By Chris Tardio
I have been working in a startup environment for a year and a half, beginning a few months after I earned my B.A. The company isn't profitable, and I've been promoted from an admin role to a marketing role. I manage all marketing, consumer relations, and some PR/creative social media work, and I don't make a salary that is livable in my area despite the raise I negotiated at my one-year mark.
I don't have any potential mentors or guidance in this company, but I'm able to learn as I go in this slow-paced environment. I don't want to become stagnant. How can I leverage the networking events I attend weekly, Craigslist and LinkedIn job postings, and any other untapped resources to begin to move up the corporate ladder?

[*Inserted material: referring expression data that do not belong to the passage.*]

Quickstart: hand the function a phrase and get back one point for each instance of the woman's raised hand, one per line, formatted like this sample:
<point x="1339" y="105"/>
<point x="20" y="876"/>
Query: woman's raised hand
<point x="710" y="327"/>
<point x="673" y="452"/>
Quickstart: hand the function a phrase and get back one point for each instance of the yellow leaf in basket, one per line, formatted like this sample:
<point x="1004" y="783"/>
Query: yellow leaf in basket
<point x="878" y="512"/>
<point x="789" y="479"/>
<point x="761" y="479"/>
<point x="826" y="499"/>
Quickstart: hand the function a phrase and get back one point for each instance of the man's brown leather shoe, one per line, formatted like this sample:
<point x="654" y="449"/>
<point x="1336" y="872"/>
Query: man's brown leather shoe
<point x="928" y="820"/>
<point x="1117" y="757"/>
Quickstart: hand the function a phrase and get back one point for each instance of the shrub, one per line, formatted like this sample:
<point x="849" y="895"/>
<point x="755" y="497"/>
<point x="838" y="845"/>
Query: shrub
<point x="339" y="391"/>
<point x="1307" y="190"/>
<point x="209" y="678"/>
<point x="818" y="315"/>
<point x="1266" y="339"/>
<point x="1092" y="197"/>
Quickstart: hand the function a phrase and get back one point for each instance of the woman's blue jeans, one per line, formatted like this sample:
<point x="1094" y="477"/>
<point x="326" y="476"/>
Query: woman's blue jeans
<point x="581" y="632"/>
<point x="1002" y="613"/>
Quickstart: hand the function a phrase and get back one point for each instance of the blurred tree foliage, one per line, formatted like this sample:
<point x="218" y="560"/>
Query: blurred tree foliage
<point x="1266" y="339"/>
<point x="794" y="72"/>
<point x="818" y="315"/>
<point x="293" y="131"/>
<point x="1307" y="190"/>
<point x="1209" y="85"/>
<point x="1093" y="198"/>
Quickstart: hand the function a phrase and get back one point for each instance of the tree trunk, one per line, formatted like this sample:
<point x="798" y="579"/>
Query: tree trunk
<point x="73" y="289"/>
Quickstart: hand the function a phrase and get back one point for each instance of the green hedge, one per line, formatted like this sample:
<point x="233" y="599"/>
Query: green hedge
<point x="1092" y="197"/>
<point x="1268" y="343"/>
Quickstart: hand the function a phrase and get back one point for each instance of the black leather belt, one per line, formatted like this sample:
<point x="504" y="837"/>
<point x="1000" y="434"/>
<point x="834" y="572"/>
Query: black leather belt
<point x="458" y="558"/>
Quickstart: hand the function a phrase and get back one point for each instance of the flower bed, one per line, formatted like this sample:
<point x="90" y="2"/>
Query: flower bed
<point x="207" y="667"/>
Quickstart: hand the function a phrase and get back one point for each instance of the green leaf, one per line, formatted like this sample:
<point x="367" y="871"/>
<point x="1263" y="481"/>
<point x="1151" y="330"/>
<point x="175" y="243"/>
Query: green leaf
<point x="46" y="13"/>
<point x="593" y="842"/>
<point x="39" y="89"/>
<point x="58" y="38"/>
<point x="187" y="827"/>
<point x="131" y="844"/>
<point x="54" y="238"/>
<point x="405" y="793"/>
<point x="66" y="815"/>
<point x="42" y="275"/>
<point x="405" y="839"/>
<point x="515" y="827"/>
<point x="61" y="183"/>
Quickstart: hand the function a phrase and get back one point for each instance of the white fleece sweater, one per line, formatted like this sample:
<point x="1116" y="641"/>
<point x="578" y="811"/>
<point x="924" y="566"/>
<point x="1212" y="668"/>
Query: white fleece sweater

Startups can be great places to work if you find one with a clear vision of what they’re trying to build, deep understanding of the niche they’re working to fill in the marketplace; and have the brains, experience, passion, and financing behind them to keep evolving and growing. When all of these characteristics are present, startups can be a place where you’re counted on to work hard, wear many hats, learn a lot, and potentially benefit financially if the company succeeds and you were granted equity in the early stages.
But, startups that meet all of those criteria are few and far between. And, if yours is already a couple of years old, still not making money, and you describe the work environment as “slow-paced,” it's probably not one of them. Additionally, at this point in your career, after a year and a half without professional guidance or mentors, and with a salary that leaves you struggling, your instinct is correct: It’s time to take stock of all the things you have learned at your company and set out to find a new job.
The good news is, your skill set is highly sought-after in most businesses today. The key is to update your resume and LinkedIn page to tell the great story you have to share. Something like: “Experience in a vibrant startup environment designing all marketing initiatives and building powerful consumer relationships through both PR and social media.” (Never lie when stating your background, but always put your creative skills to use to describe your experience in a thorough and compelling way.)
Then, get out and activate your network. Make a list of everyone you know who might have a connection to the kinds of businesses you potentially want to bring your skill set to. They can be friends from college, family acquaintances, or people you have met at business networking events. Set up a calendar to help you stay focused and accountable. Establish goals like "number of calls made per day," "number of meetings scheduled per week," and "a new job by spring."
Reach out to everyone on the list you've compiled and see if they — or anyone in their network — can connect you to people with whom you can talk about potential opportunities. Set up as many informational meetings and interviews as possible. The more people you meet and impress, the greater the chance that you’ll make something happen for yourself. Getting your name out through social media certainly has its place — but nothing beats personal references and making connections.